In an attention starved world why are marketers still failing to incentivise engagement?

Bryan Melmed

In an attention starved world why is our industry still failing to incentivise engagement?: If brands want more attention then the adtech ecosystem needs to incentivise engagement argues Bryan Melmed.

“The moment one gives close attention to any thing, even a blade of grass; it becomes a mysterious, awesome, indescribably magnificent world in itself.” Henry Miller

It would seem that Mr Miller has hit the nail on the head for the conundrum marketers face – how to get customers to focus on their brand?

Engagement, measured by sustained attention, is where the industry is shifting focus to, although it is increasingly hard to achieve and, when it comes, is hard earned. In short – engagement is both one of our industry’s most important goals and its greatest constraint.

Engagement is increasingly difficult for marketers because time seems in increasingly short supply and consumers face a vast (and sometimes bewildering) array of options to spend their time on.

Familiar past-times such as playing golf or even eating cereal are suffering – people simply no longer have the personal bandwidth to play 18 or even 9 holes or linger over food in the morning.

It is not surprising that our average attention span is shrinking and the cost of gaining our attention has gone up by 700 per cent in the last ten years. Combine these trends and the fact that consumers have more control over what ads to see than ever before and the challenge for our industry becomes obvious.

We can start by addressing the problem that our industry has not agreed to even incentivise engagement. Quite the contrary, advertisers still pay for serving ads that no-one notices.

One of the easiest examples to point to are the low-cost, low involvement impressions driven by ‘clickbait’. It is a perfect illustration of how focusing on the wrong incentives have led us down a path to the wrong outcomes.

So where do we go from here?

It’s a cliché, but ‘back to the fundamentals’ is precisely where we must go. We need to better understand what goes into the customer journey – the steps they take from uncertainty to consideration and then to intent.

We must better align ourselves to deliver – and reward – digital advertising appropriate for each stage of the journey. And in the process, we need to be aware that data can only take you so far.

That last point is hard to admit because I consider myself a “data guy” at Exponential. The problem is, we’ve been so captivated by the promise of ‘big data’ that we have often forgotten that it is just one component in an overwhelmingly complex process.

Even if we had perfect data, campaigns would still be inexact and unpredictable. The real question is, how can we best apply the data in trying to capture and retain a consumer’s active attention? For technology partners, it means we need to be incentivised to target well – and not just the right audience, but the right audience at the right time.

For agencies ‘basics’ means returning a focus on creativity. After all, engagement starts with an invitation to explore. Without creativity, attention will always remain elusive.
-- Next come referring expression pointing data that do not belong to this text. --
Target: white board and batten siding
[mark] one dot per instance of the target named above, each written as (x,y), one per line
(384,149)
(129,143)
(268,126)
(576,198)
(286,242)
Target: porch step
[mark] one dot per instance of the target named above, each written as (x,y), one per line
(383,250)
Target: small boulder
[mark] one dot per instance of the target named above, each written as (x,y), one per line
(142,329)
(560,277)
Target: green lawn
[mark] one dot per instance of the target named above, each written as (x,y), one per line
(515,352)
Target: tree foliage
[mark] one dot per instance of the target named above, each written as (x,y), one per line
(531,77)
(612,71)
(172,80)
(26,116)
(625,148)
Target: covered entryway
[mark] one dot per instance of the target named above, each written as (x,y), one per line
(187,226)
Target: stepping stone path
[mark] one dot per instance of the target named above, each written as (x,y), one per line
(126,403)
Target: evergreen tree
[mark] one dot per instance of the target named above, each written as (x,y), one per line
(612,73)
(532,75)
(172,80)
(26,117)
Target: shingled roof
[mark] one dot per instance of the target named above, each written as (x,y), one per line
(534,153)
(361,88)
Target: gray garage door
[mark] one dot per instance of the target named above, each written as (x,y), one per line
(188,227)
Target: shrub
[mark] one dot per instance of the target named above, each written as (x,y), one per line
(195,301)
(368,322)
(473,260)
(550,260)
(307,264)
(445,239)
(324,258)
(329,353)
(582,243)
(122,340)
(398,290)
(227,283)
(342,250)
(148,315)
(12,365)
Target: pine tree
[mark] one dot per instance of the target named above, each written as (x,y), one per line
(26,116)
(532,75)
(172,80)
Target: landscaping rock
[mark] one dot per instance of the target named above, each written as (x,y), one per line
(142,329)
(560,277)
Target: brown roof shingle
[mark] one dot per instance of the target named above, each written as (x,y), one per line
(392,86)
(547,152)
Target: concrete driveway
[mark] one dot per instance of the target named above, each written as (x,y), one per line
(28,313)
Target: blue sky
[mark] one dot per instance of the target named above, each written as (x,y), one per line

And for publishers, a priority on engagement means creating better and more compelling content, which benefits everyone in the ecosystem.

Creativity, combined with partners that are incentivised to achieve engagement targets can indeed create Miller’s ‘awesome’ and ‘magnificent’ ROI for brands. But it won’t be ‘indescribable’! True engagement will deliver clear, tangible and measurable results to brands that refocus their digital marketing efforts.